A Genova qualche anno fa, nella finale Pellegrino Monteiro, due o tre “leggere” continuavano a disturbare il nostro. Sergio Palmieri si alzò ed ando a dirgli personalmnete che se non la smettevano li faceva cacciare via. Smisero.
Nonostante le tante le fesserie che scrivi, con questa hai toccato il fondo..
Un tempo bastava un niente per cacciare i disturbatori, adesso li si lascia in pace. Se non si interviene subito, cacciandoli dallo stadio questi si sentiranno in dovere di fare quello che gli pare. Vi sembra normale che sia il giocatore a chiedere l’intervento della polizia? E gli organizzatori del torneo cosa ci stanno a fare?
Come arginare il fenomeno?Io parto dal presupposto che chiunque giochi d’azzardo é un perdente di suo nella vita,gli unici che guadagnano sono gli allibratori legali e non.
Siccome non è possibile distinguere tra tifoso e scommettitore, si dovrebbe seguire la regola semplice che chi interferisce con il gioco va allontanato, ma soprattutto segnalato,alla seconda segnalazione si impedisce ingresso ai tornei, bisogna fare biglietti nominativi chiaramente, se poi uno viene segnalato come scommettitore oltre a non poter entrare nei tornei gli si deve impedire accesso al credito, quello che succede come i cattivi pagatori.
Certamente molti si rivolgeranno al clandestino, ma almeno qualcuno si salverà e cmq i disturbatori in campo saranno limitati.
@ TECMOXNINJA (#4587669)
Ci guadagnano troppo tutti, e anche chiudendo ID o addirittura tutte le scommesse “legali” si aprirebbero le porte a quelle clandestine.
Durante il match di Lisa Pigato si sentivano urla esagerate,al punto che non si sentiva più il rumore della palla.
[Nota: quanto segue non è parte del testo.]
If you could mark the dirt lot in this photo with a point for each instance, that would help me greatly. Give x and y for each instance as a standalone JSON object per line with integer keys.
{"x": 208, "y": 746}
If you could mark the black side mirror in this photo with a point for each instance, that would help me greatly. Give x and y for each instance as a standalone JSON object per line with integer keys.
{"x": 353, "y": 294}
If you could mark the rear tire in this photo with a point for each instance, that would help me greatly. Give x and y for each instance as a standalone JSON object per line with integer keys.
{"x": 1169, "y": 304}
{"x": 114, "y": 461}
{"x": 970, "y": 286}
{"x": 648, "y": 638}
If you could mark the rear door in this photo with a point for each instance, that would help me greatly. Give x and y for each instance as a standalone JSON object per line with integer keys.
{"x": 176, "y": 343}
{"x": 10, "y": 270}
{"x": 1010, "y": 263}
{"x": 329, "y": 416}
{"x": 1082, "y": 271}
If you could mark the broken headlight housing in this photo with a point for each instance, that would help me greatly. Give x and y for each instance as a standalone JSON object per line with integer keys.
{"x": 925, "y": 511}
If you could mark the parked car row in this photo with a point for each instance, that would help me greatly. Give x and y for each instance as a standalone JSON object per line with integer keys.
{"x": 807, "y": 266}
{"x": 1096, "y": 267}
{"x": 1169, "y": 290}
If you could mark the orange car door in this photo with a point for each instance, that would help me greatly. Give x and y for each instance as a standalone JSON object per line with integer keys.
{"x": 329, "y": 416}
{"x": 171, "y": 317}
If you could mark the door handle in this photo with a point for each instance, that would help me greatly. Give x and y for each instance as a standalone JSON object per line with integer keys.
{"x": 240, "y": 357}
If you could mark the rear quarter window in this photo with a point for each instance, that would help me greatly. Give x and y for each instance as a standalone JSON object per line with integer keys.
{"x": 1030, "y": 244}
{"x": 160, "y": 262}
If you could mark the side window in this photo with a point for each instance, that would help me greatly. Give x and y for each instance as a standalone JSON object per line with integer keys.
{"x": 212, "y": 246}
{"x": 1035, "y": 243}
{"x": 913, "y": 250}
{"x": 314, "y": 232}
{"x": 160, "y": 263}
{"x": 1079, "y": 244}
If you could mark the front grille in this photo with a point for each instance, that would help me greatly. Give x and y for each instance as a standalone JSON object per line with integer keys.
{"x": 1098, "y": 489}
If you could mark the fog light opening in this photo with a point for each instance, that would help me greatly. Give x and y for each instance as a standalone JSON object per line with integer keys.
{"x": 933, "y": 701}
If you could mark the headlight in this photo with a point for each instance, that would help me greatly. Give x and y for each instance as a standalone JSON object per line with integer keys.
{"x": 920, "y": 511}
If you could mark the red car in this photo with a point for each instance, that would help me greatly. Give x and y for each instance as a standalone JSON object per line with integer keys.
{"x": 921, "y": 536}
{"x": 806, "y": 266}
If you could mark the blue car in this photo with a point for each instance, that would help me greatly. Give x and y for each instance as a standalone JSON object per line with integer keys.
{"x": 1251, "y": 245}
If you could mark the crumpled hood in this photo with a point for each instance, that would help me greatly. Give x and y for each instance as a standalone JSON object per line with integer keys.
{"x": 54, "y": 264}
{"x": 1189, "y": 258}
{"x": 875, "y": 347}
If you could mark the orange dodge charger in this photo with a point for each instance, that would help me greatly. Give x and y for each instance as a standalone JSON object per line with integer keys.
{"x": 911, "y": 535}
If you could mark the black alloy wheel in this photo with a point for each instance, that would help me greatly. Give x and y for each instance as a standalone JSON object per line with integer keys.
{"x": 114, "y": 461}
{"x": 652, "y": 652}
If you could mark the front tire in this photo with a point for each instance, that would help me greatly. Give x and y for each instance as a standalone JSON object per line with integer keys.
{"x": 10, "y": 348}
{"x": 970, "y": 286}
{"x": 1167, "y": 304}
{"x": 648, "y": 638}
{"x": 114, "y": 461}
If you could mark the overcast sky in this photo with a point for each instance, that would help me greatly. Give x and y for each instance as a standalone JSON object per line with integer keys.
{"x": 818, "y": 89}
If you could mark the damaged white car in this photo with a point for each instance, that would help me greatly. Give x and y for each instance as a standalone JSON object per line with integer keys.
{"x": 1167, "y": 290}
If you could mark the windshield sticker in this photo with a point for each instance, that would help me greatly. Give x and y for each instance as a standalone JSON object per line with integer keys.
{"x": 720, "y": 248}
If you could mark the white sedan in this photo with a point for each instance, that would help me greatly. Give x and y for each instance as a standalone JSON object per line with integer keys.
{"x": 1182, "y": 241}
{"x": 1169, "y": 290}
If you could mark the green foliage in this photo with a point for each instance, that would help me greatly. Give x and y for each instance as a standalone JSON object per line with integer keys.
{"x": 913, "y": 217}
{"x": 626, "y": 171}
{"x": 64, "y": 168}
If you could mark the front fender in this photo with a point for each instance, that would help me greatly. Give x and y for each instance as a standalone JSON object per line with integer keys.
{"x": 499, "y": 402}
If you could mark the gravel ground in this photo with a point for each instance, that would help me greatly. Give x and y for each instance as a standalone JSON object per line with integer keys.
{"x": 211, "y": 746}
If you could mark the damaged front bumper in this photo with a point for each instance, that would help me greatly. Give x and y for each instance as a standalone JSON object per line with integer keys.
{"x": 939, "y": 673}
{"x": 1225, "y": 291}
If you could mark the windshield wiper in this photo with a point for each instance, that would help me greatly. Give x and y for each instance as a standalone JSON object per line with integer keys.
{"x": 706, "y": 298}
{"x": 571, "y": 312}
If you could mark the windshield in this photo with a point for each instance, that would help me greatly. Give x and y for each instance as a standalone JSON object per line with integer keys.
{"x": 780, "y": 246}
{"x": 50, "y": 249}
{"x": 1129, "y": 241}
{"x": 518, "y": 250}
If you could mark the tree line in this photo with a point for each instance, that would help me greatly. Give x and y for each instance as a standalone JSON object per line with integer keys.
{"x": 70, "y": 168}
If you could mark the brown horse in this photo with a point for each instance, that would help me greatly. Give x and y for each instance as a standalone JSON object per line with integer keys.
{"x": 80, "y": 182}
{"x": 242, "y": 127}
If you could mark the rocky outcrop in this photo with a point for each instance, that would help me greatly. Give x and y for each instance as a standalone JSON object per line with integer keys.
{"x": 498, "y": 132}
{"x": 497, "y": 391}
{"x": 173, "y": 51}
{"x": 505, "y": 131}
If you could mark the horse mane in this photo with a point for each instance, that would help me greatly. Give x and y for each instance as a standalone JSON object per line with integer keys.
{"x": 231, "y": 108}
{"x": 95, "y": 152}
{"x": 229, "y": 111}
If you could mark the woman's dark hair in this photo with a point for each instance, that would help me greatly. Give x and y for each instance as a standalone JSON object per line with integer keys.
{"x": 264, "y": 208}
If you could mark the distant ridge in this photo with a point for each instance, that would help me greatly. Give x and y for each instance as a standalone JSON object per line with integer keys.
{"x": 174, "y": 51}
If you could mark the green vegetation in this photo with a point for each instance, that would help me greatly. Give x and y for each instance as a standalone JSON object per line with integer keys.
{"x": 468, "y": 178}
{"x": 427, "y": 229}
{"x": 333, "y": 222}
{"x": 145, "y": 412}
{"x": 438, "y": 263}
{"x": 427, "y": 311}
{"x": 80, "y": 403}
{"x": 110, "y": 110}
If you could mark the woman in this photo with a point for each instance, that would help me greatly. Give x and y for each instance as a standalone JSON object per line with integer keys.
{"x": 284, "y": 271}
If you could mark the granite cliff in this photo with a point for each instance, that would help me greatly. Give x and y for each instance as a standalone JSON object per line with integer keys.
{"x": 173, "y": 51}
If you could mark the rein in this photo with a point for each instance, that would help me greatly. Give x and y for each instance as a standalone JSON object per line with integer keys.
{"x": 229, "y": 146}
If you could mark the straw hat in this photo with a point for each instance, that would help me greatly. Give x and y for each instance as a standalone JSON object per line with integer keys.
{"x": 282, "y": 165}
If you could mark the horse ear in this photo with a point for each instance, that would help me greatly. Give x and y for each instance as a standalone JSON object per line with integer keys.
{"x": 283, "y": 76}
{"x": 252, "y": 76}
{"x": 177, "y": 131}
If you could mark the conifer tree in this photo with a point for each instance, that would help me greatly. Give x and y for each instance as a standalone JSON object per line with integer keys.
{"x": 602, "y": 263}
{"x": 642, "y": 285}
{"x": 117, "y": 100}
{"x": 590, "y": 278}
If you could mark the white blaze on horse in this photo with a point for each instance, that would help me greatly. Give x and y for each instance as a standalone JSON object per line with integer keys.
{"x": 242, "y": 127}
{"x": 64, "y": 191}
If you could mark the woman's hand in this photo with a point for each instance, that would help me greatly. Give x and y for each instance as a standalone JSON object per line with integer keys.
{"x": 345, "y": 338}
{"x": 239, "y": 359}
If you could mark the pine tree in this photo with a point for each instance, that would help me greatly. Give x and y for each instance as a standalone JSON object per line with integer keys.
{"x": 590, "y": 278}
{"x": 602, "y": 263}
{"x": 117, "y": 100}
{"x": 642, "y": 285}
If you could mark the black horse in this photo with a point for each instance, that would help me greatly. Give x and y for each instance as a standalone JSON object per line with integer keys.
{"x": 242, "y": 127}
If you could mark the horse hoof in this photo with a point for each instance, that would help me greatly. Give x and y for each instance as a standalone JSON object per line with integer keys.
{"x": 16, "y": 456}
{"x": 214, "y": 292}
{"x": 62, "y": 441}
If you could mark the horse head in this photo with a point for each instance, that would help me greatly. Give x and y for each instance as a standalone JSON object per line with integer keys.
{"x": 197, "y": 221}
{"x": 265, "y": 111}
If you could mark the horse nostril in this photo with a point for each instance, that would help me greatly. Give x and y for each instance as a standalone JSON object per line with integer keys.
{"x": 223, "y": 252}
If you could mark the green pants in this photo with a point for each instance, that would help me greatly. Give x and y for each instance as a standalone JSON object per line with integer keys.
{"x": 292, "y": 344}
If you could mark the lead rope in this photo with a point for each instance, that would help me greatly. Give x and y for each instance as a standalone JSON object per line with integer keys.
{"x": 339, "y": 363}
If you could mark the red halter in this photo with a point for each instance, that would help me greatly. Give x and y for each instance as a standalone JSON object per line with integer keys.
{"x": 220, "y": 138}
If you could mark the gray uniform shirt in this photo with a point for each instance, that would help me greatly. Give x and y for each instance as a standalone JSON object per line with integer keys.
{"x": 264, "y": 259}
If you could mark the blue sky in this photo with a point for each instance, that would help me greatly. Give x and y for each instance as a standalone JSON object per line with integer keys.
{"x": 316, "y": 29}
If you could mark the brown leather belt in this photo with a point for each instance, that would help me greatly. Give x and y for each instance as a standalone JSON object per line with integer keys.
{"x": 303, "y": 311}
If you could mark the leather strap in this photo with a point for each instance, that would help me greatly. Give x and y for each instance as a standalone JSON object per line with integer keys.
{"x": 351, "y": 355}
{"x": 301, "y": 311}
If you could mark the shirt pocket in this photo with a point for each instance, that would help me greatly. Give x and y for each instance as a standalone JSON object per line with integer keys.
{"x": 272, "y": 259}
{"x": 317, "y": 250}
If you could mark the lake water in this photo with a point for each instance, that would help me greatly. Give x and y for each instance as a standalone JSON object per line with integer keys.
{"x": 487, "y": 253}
Nel match di Pigato c’erano 3/4 ragazzi che facevano un tifo decisamente esagerato non essendo un torneo italiano,il motivo lo sappiamo. Peccato,il tennis sta prendendo una brutta piega,nei paesi mediterranei e sud americani soprattutto
Al challenger di Roma Garden 10 anni fa stessa storia, Travaglia contro gli scommettitori, due ore di battaglia verbale.
non e solo un problema italiano…stupido è chi e che lo afferma!
bisogna abolire le scommesse punto
Si è la soluzione migliore.
Però bisogna individuare questi soggetti e dargli il daspo.
Non si potrà impedire di scommettere ma almeno di non mettere più piede in un circolo si
Dove sono gli utenti Daniele , Andrea Seppi e compagni di merende?? Parlateci di Napoli su…
@ Seiichiro_style (#4587643)
Le scommesse aprono a un agire delinquenziale
I challenger? Mai venuto agli internazionali? La prima volta che me ne sono accorto giocavano Aliassime contro Fokina sul Pietrangeli e entrambi avevano una fan base pazzesca. Io ero stupito perché non mi capacitavo di tutta questa passione per due giocatori stranieri..poi mi hanno spiegato. Da allora, ogni anno rischio che qualche scommettitore mi gonfi di botte perché mi lascio scappare qualcosa..
In realtà vanno cacciati a prescindere…dato che sono lì per praticare il courtsiding e frodare i bookmaker
Bisogna aprire le porte delle carceri a chi si comporta in maniera delinquenziale…è colpa esclusivamente loro, non perché esiste un mercato legale e regolamentato delle scommesse.
Bisogna proibire le scommesse
Mauro ma non dicevi che era una cosa riservata ai challenger italiani?
Ma basta …se disturbano il gioco vanno cacciati…se non lo fanno vanno lasciati…è semplice
Giusto due-tre settimane fa alcuni dissero che è una piaga limitata a due-tre tornei, guarda caso, italiani.
Questa degli scommettitori sugli spalti è una vergogna che va arginata prima che faccia troppi proseliti.
Il giudice di sedia o il supervisor devono avere il potere e il coraggio di sospendere un incontro e farlo continuare a porte chiuse.
Ovviamente supportati in tutto da ITF, WTA e ATP, altrimenti rimarrebbero isolati.
Idioti? Delinquenti mi sembra più consono
Un branco di idioti…spero gli facciano passare la volontà di comportarsi in maniera incivile…7/8 mesi di carcere e forse potrebbero rendersi conto della loro imbecillità
Il sogno di Mazzoni. ..spettatori selezionati dalla sua purezza. Certificare tutti dall’alto di uno spirito e passione superiore. Ci arriveremo…
Che schifo, questa gente meriterebbe di non potersi più avvicinare a una partita di tennis per tutta la vita.